A saída segue recomendação do Ministério Público do Rio de Janeiro (MPRJ) para afastar gestores envolvidos nos grandes aportes feitos em instituições ligadas ao banco. Segundo o Tribunal de Contas do Estado (TCE-RJ), o fundo de pensão de mais de 230 mil servidores fez aplicações superiores a R$ 2,6 bilhões nesse grupo, sendo R$ 960 milhões em letras financeiras emitidas pelo próprio Master entre outubro de 2023 e agosto de 2024, mesmo após alertas sobre o risco das operações.
Guerra Leal assumiu o cargo no lugar do ex-diretor Eucherio Lerner Rodrigues justamente no mês em que o Rioprevidência iniciou os investimentos nas letras do banco.
O afastamento foi publicado na manhã desta quarta no Diário Oficial do Executivo.

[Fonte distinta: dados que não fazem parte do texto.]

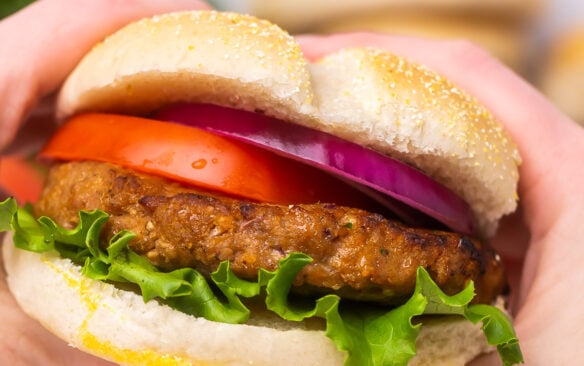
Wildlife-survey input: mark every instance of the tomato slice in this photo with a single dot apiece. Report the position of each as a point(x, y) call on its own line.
point(20, 178)
point(195, 157)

A medida, assinada pela Secretaria da Casa Civil, atende pedido do Ministério Público, que busca “proteger o patrimônio previdenciário do Estado e recuperar eventuais perdas decorrentes da liquidação extrajudicial do Banco Master”, segundo informações do jornal Valor Econômico.
Além da exoneração, o MP recomendou a abertura de processo administrativo para apurar a conduta de gestores, consultores e membros dos comitês que autorizaram ou mantiveram as aplicações do Rioprevidência no Banco Master.
As recomendações foram enviadas ao Palácio Guanabara na quinta-feira (26), com prazo de dez dias para que o governo informe quais medidas serão adotadas. O órgão já alertou que o descumprimento pode levar a ações administrativas e judiciais.
Nesta segunda-feira (1º), a Procuradoria-Geral do Estado (PGE-RJ) criou um grupo de trabalho para avaliar que providências administrativas e judiciais devem ser tomadas em relação ao Rioprevidência.
Os aportes no Master também são alvo de investigações do próprio Ministério Público e da Polícia Federal, que apuram eventuais responsabilidades na gestão do fundo previdenciário do estado.